June 24, 2017

Senator Pat Toomey's Defense Of His ACA Replacement (SPOILER: He's Lying About Medicaid)

Pennsylvania Senator Pat Toomey has, luckily for us, posted an explanation/defense of his "draft bill" to replace Obamacare.

This gives us a very good opportunity to contrast/compare what he says about the bill with the reality of the bill.  For example, he writes:
Despite inaccurate reports to the contrary, the Senate draft bill keeps Obamacare’s expansion of Medicaid, the program for low-income Americans. Obamacare created a new category of eligibility: working age, able-bodied, childless adults. Under the Senate bill, both the 700,000 Pennsylvanians who signed up for this expansion and future expansion enrollees will retain their federal eligibility for the program. In fact, the federal government will pay at least 90 percent of their costs through 2020, with states paying the balance. Then, over a four-year phase-in period, states wishing to cover this new category of recipients will be required to pay their fair share — only 48 percent in Pennsylvania — for the Medicaid expansion. This is the same amount states currently pay for every traditional Medicaid category: the aged, disabled, children, and families.
The Senate's bill keeps the expansion and enrollees retain their federal eligibility.  That's what Pat Toomey said.

So what's changed?  Ah, Pat you hinted at it but you left out an uber-important part, dinja?

From AARP:
The Senate bill would restructure the Medicaid program, which provides health care coverage for 74 million poor and low-income adults, children, pregnant women and people with disabilities.
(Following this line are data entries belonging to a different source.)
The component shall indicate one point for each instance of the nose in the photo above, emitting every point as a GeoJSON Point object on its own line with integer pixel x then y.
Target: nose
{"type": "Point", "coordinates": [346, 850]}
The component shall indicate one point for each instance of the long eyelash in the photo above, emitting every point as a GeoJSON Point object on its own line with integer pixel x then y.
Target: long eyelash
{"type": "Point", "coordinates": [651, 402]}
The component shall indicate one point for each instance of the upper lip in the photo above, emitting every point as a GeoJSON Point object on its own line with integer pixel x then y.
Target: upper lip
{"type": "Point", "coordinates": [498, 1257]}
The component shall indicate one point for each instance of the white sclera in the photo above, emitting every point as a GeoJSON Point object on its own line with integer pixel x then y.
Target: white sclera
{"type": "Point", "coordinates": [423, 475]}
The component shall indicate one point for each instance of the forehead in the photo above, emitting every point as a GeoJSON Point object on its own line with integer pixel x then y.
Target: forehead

Medicaid also pays for long-term care services and supports, including home- and community-based care, and covers two-thirds of the care for people living in nursing homes.
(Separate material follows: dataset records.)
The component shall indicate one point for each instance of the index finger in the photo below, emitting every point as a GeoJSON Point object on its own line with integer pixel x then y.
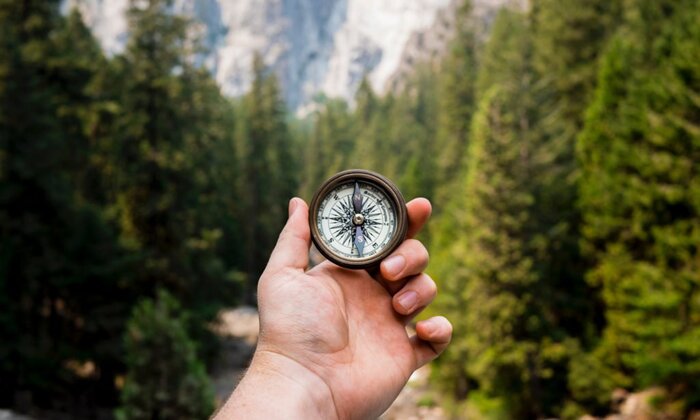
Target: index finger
{"type": "Point", "coordinates": [419, 210]}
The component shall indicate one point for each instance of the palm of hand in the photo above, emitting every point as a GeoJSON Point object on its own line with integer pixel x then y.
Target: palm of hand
{"type": "Point", "coordinates": [353, 340]}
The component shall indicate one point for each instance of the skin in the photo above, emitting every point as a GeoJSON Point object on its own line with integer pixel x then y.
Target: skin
{"type": "Point", "coordinates": [333, 342]}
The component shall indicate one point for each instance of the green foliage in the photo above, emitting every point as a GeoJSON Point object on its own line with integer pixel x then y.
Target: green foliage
{"type": "Point", "coordinates": [560, 152]}
{"type": "Point", "coordinates": [457, 102]}
{"type": "Point", "coordinates": [164, 380]}
{"type": "Point", "coordinates": [639, 151]}
{"type": "Point", "coordinates": [269, 170]}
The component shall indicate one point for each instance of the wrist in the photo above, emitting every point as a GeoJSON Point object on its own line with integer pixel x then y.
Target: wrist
{"type": "Point", "coordinates": [277, 386]}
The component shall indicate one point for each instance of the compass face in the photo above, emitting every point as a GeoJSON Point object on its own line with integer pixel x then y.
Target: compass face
{"type": "Point", "coordinates": [357, 218]}
{"type": "Point", "coordinates": [337, 221]}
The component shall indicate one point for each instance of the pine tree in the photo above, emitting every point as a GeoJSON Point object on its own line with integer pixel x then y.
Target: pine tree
{"type": "Point", "coordinates": [164, 380]}
{"type": "Point", "coordinates": [456, 96]}
{"type": "Point", "coordinates": [61, 263]}
{"type": "Point", "coordinates": [513, 329]}
{"type": "Point", "coordinates": [639, 189]}
{"type": "Point", "coordinates": [269, 172]}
The bill would phase out the additional federal funding 31 states and Washington, D.C., receive to expand their Medicaid populations. This phaseout would leave states with a huge deficit. [Emphasis added.]
The program would still be there.  The eligibility would still be there. But the funding wont be (thanks be to Pat).

AARP has more on that point:
These changes mean less federal money would be available to the states for Medicaid. Starting in 2025, the rate of growth of the per capita cap would decline significantly, meaning even deeper cuts to the program. Given the aging demographics of the country, the cap would not keep pace with the funding necessary to support the needs of the senior and disabled population.
Pat also wrote:
The Senate draft proposal will not affect that vast majority of Pennsylvania families who receive their coverage through an employer, Medicare, or the Children’s Health Insurance Program.
Bu-u-u-u-t, the scaling back of Medicaid funding DOES effect children's health, doesn't it, Pat?
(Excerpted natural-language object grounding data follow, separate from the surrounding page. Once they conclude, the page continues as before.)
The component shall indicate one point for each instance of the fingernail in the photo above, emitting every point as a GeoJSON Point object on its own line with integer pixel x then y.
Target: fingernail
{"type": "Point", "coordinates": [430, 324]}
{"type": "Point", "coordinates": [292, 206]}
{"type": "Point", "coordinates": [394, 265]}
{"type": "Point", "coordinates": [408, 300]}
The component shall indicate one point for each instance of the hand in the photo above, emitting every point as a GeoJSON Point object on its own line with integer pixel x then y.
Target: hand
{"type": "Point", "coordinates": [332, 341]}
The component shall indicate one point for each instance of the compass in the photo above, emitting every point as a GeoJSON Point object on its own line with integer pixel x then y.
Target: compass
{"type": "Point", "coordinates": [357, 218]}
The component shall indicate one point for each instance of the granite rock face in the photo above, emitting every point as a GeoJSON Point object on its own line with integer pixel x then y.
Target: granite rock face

Take a look at this from the President of the American Academy of Pediatrics:
The bill fails children by dismantling the Medicaid program, capping its funding, ending its expansion and allowing its benefits to be scaled back. The bill fails all children by leaving more families uninsured, or without insurance they can afford or that meets their basic needs. This bill fails children living in or near poverty, children in foster care and children with complex health care needs whose parents have private insurance – all of these children depend on Medicaid, and if this bill passes, Medicaid will no longer be there for them.

The bill includes misleading ‘protections’ for children by proposing to exempt them from certain Medicaid cuts. A ‘carve-out’ for children with ‘medically complex’ health issues does little to protect their coverage when the base program providing the coverage is stripped of its funding. Doing so forces states to chip away coverage in other ways, by not covering children living in poverty who do not have complex health conditions, or by scaling back the benefits that children and their families depend on. This bill would make a child’s access to health care dependent on his or her ZIP code and force states to make decisions about which vulnerable population gets services. Put simply, this bill is bad policy for children.
So you seen what he did? He lied by not tell you the whole truth.

And for what? Pat brushes against it a few times but doesn't quite come out and say it. But the AP does:
Senate Republicans’ new health bill cuts taxes by nearly $1 trillion over the next decade, mostly for corporations and the richest families in America.
As does CNBC:
The health-care bill the GOP rolled out on Thursday morning will retain the nearly $1 trillion in tax cuts previously proposed, with few minor differences.

This means the Senate health-care bill's tax breaks would go primarily to the wealthy, with 40 percent of savings going to the top 1 percent of earners and 64 percent of savings going to the top 20 percent of earners.
For the sake of shuffling off all that money to the very wealthy, Pat Toomey's cutting funding for the medical care of the very poor.

That's simply reprehensible, Pat.  Cruel, mean and reprehensible.

And now you own it, Pat. This work is yours. Forever. Congratulations.

1 comment:

Social Justice NPC Anti-Paladin™ said...

This means the Senate health-care bill's tax breaks would go primarily to the wealthy, with 40 percent of savings going to the top 1 percent of earners and 64 percent of savings going to the top 20 percent of earners.

http://www.ntu.org/foundation/page/who-pays-income-taxes
Hey look
The 1% pay 39.48% of federal Income taxes.
Top 25% pay 86.78% of federal Income taxes.